Endurance Specialty Insurance Ltd. has been assigned an 'A' insurer financial strength (IFS) rating by Fitch Ratings.

Fitch has also assigned the first-time ratings for Endurance of Issuer Default Rating (IDR) 'A-', senior unsecured notes 'BBB+', non-cumulative perpetual preferred shares 'BBB'.

The outlook is stable for all ratings.

The ratings reflect Endurance's solid profitability, earnings and cash flow benefits derived from the company's diverse book of business and the strong support the company's high-quality and liquid investment portfolio provides for its loss reserves, according to Fitch.

The ratings also contemplate adequate capitalisation and a strong balance sheet.

The ratings incorporate Fitch's belief that Endurance's underwriting margins are likely to contract in the near-to-medium term as premium rates in the company's core lines continue to face cyclical pricing pressure. Additionally, the ratings consider Endurance's exposure to large catastrophe events and potential adverse reserve development from the company's casualty lines reserves.

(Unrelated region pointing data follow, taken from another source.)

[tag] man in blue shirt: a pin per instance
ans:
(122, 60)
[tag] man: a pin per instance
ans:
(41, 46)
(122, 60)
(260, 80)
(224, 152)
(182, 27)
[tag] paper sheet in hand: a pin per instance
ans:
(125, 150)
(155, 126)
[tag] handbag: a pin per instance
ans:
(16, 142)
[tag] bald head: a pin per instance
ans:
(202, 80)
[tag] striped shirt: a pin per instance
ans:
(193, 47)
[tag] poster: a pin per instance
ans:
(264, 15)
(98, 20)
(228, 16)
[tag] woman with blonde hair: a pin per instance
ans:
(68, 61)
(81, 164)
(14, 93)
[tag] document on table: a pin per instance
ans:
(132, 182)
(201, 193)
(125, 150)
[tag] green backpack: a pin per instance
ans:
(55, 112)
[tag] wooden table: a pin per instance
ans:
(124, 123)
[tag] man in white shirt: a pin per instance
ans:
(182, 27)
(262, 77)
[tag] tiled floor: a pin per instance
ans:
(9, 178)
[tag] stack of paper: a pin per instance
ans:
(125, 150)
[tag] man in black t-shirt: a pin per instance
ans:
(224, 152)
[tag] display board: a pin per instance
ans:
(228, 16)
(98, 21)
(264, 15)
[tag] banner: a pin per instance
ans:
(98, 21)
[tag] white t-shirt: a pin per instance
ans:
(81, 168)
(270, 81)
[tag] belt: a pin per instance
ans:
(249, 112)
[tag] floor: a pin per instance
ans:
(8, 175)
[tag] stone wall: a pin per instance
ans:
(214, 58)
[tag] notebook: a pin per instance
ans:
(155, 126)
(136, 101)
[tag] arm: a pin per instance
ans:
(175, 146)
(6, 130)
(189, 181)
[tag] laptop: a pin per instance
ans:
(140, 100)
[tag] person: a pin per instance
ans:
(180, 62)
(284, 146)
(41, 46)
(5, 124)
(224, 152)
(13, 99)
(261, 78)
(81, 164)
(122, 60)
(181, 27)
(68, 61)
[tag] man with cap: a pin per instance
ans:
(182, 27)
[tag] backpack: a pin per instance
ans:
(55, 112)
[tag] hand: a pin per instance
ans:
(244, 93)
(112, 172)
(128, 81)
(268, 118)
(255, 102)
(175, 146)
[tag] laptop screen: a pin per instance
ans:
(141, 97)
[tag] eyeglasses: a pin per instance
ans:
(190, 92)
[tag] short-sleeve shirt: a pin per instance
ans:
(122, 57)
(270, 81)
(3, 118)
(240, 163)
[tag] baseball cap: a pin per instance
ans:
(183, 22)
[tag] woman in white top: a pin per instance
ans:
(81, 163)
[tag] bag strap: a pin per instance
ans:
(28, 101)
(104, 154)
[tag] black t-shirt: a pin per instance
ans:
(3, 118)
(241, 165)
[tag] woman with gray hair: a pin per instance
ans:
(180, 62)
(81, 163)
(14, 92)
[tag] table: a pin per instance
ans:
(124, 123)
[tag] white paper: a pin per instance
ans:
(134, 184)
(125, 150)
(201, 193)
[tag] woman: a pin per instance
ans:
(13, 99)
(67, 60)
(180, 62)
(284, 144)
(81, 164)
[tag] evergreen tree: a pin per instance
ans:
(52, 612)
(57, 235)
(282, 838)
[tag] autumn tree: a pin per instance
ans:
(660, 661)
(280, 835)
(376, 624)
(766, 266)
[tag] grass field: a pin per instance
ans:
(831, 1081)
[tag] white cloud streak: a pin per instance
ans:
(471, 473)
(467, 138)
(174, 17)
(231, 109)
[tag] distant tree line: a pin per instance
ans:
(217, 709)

Endurance's first-half 2008 earnings were strong as the company generated a 14.9 percent net return on average equity and an 86.9 percent combined ratio that benefited from approximately 12 points of favourable loss reserve development. Viewed over the longer-term, Fitch views Endurance's underwriting profitability as generally consistent with that of the company's peers reflecting comparatively light catastrophe-related losses and favorable reserve development. Fitch's expectation is that underwriting margins industry-wide are likely to be pressured over the next 12 to 18 months and the agency expects ENH to be affected by this trend.

Fitch views Endurance's investment portfolio, which at June 30, 2008 was invested almost entirely in investment grade fixed income and short-term instruments, as a high quality portfolio with strong liquidity characteristics. Additionally, Fitch views the quality of Endurance's capital base as high since the company has little exposure to reinsurance recoverables or to intangible assets.